A ce sujet, M. [T] [U] démontre qu’un traitement médicamenteux (antidépresseur et anxiolytique) lui a été prescrit au titre d’un ‘burnout avec syndrome anxiodépressif’ à compter du 10 novembre 2018, avant que plusieurs arrêts de travail ne lui soient délivrés pour le même motif.
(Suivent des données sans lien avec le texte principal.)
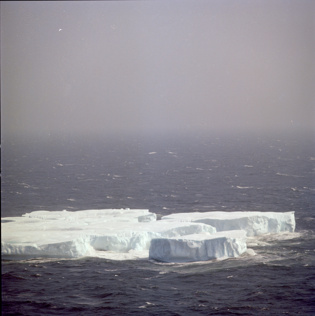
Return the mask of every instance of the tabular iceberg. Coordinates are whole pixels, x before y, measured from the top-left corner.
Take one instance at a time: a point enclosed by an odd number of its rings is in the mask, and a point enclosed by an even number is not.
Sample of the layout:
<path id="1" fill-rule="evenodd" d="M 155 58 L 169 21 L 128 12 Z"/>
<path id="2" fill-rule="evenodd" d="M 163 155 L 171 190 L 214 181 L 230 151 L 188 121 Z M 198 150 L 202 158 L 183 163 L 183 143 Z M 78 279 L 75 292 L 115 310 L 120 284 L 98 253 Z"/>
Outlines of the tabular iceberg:
<path id="1" fill-rule="evenodd" d="M 180 213 L 163 216 L 170 222 L 203 223 L 215 227 L 217 232 L 244 230 L 247 236 L 266 233 L 294 232 L 294 212 L 206 212 Z"/>
<path id="2" fill-rule="evenodd" d="M 149 249 L 150 258 L 169 262 L 236 257 L 246 250 L 246 235 L 294 232 L 294 213 L 189 213 L 156 221 L 148 210 L 37 211 L 1 218 L 1 257 L 77 258 L 90 249 L 147 257 Z"/>

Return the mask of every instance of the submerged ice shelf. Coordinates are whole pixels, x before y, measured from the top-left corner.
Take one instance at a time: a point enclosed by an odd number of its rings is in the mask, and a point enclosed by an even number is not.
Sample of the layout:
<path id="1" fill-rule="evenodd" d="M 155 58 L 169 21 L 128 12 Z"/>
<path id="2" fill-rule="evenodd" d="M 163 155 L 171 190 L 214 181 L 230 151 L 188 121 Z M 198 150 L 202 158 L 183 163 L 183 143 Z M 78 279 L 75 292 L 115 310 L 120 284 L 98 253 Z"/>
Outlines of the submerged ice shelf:
<path id="1" fill-rule="evenodd" d="M 1 221 L 1 258 L 8 260 L 77 258 L 93 249 L 146 251 L 166 262 L 207 260 L 240 255 L 246 235 L 295 227 L 294 212 L 195 212 L 156 221 L 148 210 L 37 211 Z"/>

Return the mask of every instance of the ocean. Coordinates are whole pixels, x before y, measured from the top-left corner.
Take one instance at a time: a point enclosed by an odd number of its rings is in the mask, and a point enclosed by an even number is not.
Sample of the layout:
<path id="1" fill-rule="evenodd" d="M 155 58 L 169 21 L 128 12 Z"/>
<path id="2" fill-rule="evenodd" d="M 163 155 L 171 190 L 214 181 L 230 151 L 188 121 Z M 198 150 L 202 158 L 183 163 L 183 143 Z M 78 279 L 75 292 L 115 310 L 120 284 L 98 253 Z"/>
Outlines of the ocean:
<path id="1" fill-rule="evenodd" d="M 306 132 L 4 139 L 1 217 L 40 210 L 294 211 L 257 255 L 2 260 L 2 315 L 315 315 L 315 137 Z"/>

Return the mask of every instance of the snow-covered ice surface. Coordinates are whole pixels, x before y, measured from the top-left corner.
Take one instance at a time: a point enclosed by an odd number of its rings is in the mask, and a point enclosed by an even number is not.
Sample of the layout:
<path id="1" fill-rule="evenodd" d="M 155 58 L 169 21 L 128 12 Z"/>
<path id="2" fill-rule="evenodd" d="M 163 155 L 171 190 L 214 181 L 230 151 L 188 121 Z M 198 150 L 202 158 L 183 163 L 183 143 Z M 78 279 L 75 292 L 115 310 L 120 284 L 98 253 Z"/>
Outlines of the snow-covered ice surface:
<path id="1" fill-rule="evenodd" d="M 163 216 L 162 220 L 203 223 L 217 232 L 244 230 L 247 236 L 266 233 L 294 232 L 294 212 L 206 212 L 180 213 Z"/>
<path id="2" fill-rule="evenodd" d="M 246 235 L 294 232 L 295 222 L 294 212 L 189 213 L 156 221 L 148 210 L 121 209 L 37 211 L 1 218 L 1 226 L 4 259 L 101 252 L 117 259 L 147 258 L 150 249 L 151 258 L 182 262 L 237 257 L 246 251 Z M 118 253 L 125 254 L 113 254 Z"/>
<path id="3" fill-rule="evenodd" d="M 2 259 L 76 258 L 96 251 L 146 251 L 153 238 L 213 234 L 203 223 L 156 221 L 148 210 L 38 211 L 1 219 Z"/>
<path id="4" fill-rule="evenodd" d="M 242 230 L 154 238 L 149 257 L 167 262 L 188 262 L 238 257 L 247 250 L 246 239 L 246 233 Z"/>

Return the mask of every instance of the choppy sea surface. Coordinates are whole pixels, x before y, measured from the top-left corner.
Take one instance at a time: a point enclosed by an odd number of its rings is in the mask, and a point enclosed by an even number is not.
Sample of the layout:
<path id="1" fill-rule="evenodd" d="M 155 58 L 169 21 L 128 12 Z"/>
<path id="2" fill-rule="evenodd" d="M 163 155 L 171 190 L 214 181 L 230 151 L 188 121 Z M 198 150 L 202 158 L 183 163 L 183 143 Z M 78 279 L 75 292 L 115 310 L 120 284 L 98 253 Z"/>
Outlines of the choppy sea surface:
<path id="1" fill-rule="evenodd" d="M 2 315 L 315 315 L 315 139 L 294 131 L 5 139 L 1 217 L 294 211 L 296 228 L 249 237 L 256 256 L 207 262 L 2 260 Z"/>

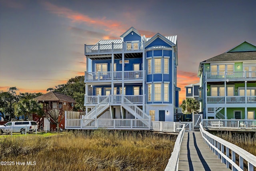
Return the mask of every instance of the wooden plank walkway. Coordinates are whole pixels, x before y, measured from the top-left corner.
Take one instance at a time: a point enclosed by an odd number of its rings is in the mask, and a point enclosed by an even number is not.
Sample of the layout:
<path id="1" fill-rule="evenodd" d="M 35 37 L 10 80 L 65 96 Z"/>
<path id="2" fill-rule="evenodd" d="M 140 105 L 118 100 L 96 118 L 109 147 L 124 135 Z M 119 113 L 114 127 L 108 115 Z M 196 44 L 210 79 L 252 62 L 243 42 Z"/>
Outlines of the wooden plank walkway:
<path id="1" fill-rule="evenodd" d="M 180 147 L 179 171 L 230 170 L 203 141 L 200 131 L 185 132 Z"/>

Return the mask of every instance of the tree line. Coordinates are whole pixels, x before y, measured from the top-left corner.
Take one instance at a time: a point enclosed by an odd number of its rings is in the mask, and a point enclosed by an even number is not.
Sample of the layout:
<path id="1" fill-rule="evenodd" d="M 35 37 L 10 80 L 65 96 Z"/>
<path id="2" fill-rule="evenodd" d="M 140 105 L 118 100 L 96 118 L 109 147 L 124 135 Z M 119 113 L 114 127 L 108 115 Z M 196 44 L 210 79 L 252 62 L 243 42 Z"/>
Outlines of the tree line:
<path id="1" fill-rule="evenodd" d="M 84 76 L 76 76 L 69 80 L 66 84 L 48 88 L 47 91 L 54 91 L 70 96 L 77 103 L 74 106 L 74 110 L 84 111 Z M 10 121 L 12 119 L 22 115 L 24 116 L 25 120 L 31 120 L 34 114 L 41 116 L 49 115 L 44 113 L 42 104 L 34 99 L 43 95 L 42 93 L 20 93 L 18 94 L 18 90 L 16 87 L 13 87 L 7 91 L 0 91 L 0 116 L 5 121 Z"/>

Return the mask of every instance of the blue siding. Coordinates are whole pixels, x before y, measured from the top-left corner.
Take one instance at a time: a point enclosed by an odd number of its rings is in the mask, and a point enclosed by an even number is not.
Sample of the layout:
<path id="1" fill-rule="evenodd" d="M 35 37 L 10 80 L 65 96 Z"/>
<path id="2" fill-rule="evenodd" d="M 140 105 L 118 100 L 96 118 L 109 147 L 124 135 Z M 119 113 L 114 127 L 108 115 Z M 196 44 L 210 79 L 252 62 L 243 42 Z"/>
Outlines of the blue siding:
<path id="1" fill-rule="evenodd" d="M 194 95 L 199 95 L 198 89 L 199 89 L 199 86 L 194 86 Z"/>
<path id="2" fill-rule="evenodd" d="M 162 50 L 156 50 L 154 51 L 154 56 L 162 56 Z"/>
<path id="3" fill-rule="evenodd" d="M 133 33 L 133 35 L 132 35 L 132 33 Z M 140 36 L 135 33 L 133 31 L 131 32 L 126 36 L 124 38 L 124 42 L 138 40 L 140 42 L 141 41 L 141 37 Z"/>
<path id="4" fill-rule="evenodd" d="M 150 50 L 150 51 L 147 52 L 146 57 L 152 57 L 153 56 L 153 51 Z"/>
<path id="5" fill-rule="evenodd" d="M 151 43 L 148 45 L 146 48 L 150 48 L 154 46 L 163 45 L 167 47 L 172 47 L 172 46 L 166 43 L 165 42 L 161 39 L 159 38 L 157 38 L 154 40 Z"/>
<path id="6" fill-rule="evenodd" d="M 191 88 L 191 93 L 189 94 L 188 93 L 188 89 Z M 192 97 L 193 94 L 192 93 L 193 92 L 193 87 L 186 87 L 186 97 Z"/>

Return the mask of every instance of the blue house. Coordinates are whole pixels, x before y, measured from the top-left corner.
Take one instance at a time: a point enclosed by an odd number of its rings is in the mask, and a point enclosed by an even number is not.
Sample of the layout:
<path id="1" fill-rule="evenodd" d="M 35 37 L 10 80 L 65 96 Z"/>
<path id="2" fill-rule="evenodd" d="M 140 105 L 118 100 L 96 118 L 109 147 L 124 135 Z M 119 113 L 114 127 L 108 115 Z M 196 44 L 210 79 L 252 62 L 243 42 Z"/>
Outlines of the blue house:
<path id="1" fill-rule="evenodd" d="M 118 39 L 85 44 L 84 119 L 172 121 L 178 107 L 177 36 L 141 36 L 131 27 Z"/>

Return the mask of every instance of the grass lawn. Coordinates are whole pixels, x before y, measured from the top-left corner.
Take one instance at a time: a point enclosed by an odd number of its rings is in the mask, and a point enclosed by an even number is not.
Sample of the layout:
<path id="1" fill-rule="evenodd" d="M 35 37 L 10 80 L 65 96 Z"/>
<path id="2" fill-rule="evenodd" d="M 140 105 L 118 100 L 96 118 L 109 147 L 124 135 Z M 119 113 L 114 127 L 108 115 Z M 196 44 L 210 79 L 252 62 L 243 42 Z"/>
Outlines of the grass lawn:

Il justifie également de la mise en place d’un suivi psychologique à compter du 14 janvier 2019.

Dans ces conditions, la Cour considère que la S.A. Compagnie des Alpes a manqué à son obligation de sécurité à l’égard de M. [U] [T], en le privant notamment de son droit à la déconnexion, et qu’il convient de la condamner à lui verser une somme de 3.000 euros à titre de dommages-intérêts.

Le jugement du conseil de prud’hommes sera, dés lors, infirmé de ce chef.

IV. Sur les dépens et l’article 700 du code de procédure civile

La S.A. la Compagnie des Alpes succombant intégralement, elle devra assumer la charge des entiers dépens, tant en 1ère instance qu’en cause d’appel.

M. [T] [U] produit les notes d’honoraires évaluatives établies par son avocat.

Sur cette base, il convient de condamner la S.A.la Compagnie des Alpes à verser à M. [T], sur le fondement de l’article 700 du code de procédure civile, une somme de 2.856 € en première instance, et une somme de 2.800 € en cause d’appel.

PAR CES MOTIFS

La Cour, statuant contradictoirement après en avoir délibéré conformément à la loi,

Dans les limites de l’appel,

Infirme le jugement du conseil de prud’hommes de Chambéry du 16 décembre 2021 en toutes ses dispositions.

Statuant à nouveau,

-Fixe à 7.049,18 € le salaire mensuel brut moyen perçu par M. [U] [T] au cours des 6 derniers mois;

-Dit que le licenciement de M. [U] [T] notifié le 13 mars 2019 pour insuffisance professionnelle ne repose sur aucune cause réelle et sérieuse;

-Condamne la S.A. la Compagnie des Alpes à verser à M. [U] [T] les sommes suivantes:

*84.590,16 € nets de dommages-intérêts pour licenciement sans cause réelle et sérieuse;

*8.034 € bruts au titre du solde de prime d’objectifs pour l’exercice 2017/2018, outre 803,40 € bruts de congés payés afférents;

*10.901,21 € bruts au titre du solde de prime d’objectifs pour l’exercice 2018/2019, outre 1.090,12 € bruts de congés payés afférents;

*3.000 € nets de dommages-intérêts pour violation de l’obligation de sécurité et du droit à la déconnexion;

*2.856 € au titre de l’article 700 du code de procédure civile;

-Condamne la S.A. la Compagnie des Alpes aux entiers dépens de l’instance;

Et y ajoutant,

-Condamne la S.A. la Compagnie des Alpes à payer à M. [T] [U] une somme de 2.800€ au titre de l’article 700 du code de procédure civile en cause d’appel;

-Condamne, en cause d’appel, la S.A. la Compagnie des Alpes aux entiers dépens de l’instance et d’exécution, comprenant notamment les éventuels droits proportionnels de recouvrement

Ainsi prononcé publiquement le 08 Mars 2024 par mise à disposition de l’arrêt au greffe de la Cour, les parties présentes en ayant été préalablement avisées dans les conditions prévues au deuxième alinéa de l’article 450 du code de procédure civile, et signé par Madame Isabelle CHUILON, Conseillère en remplacement du Président légalement empêché, et Monsieur Bertrand ASSAILLY, Greffier pour le prononcé auquel la minute de la décision a été remise par le magistrat signataire.